One day into my week as a vegan, and I had already struck out. Undeterred by my initial failure, I rededicated myself to veganism and redoubled my efforts to avoid animal products.
The next day I went out with my mom for a breakfast of buckwheat pancakes at Radial Cafe. Buckwheat pancakes are, perhaps expectedly, a poor substitute for their fluffy buttermilk counterparts, and I was forced to drown my meal in a deluge of maple syrup.
After shopping for a weeks’ worth of vegan supplies, I was ready to continue on my journey.
I was also surprised that a good amount of what I already ate was entirely vegan. Chex Mix was a constant companion on my voyage into veganism as was spaghetti with tomato sauce.
Not all my meals, however, were so cut and dry. I also tried to experiment with new foods like the “wheat meat,” Seitan. Seitan is a replacement for meat that uses no animal products. Not to be confused with tofu, Seitan has a chicken-ish texture and smells like a chicken might if it had been seeped in water then confined to a can.
Another proxy meat I used during the week was Tempeh. After artificially flavoring my artificial meat with barbecue sauce and putting it into a taco, the flavor was masked enough to be tasty. The meal was more lively than the seitan and it taught me an important life lesson: to avoid fake meat.
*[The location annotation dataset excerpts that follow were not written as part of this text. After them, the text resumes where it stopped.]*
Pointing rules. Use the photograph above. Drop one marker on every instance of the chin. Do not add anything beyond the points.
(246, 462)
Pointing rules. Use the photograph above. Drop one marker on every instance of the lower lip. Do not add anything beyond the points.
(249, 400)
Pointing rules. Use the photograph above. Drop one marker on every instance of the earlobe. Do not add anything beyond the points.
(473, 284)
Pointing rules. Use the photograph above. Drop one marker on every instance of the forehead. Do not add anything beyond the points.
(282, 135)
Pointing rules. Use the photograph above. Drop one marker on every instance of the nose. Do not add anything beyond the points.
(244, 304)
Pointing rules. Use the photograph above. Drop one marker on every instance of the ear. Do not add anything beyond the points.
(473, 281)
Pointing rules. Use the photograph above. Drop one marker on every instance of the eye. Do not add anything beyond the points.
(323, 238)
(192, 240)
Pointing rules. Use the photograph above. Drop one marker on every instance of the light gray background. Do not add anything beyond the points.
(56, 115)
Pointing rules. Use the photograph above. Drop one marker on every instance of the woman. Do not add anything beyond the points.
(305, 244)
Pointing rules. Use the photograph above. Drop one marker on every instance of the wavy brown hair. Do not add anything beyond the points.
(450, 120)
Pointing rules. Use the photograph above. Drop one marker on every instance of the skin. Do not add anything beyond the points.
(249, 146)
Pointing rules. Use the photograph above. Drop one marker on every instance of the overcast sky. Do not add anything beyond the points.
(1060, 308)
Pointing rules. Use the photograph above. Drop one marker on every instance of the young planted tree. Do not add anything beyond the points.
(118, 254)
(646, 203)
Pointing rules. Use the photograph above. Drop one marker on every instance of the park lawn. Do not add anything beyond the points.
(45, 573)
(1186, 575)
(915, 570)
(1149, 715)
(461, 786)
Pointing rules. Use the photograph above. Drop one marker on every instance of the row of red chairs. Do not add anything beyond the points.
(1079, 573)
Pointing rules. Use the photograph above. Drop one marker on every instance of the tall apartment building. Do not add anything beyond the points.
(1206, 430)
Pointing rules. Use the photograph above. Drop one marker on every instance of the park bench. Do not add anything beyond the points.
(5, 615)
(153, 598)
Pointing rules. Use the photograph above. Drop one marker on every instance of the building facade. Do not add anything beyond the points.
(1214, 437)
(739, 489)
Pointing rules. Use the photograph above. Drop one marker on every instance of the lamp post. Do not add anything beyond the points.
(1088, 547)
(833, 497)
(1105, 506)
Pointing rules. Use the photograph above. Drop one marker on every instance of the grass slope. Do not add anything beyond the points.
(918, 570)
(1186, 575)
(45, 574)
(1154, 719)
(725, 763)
Through the trials of veganism, I discovered food is genuinely better with a little animal in it. Butter makes everything taste better.
But the bliss of a vegan diet is about more than how the food tastes. No one would consider converting to veganhood so they could gorge on buckwheat pancakes. The beauty of the diet lies in its simplicity.
In today’s society of rampant obesity, vegans avoid all unnatural foods and the health consequences that accompany them. As a result of my vegan diet, for example, cholesterol vanished from my diet.
It may have been inconvenient, but veganism pushed nutrition to the front of my mind. So even in my more carnivorous future, my week as a vegan will make me consider more carefully what I eat, leaving me healthier and happier in the long run.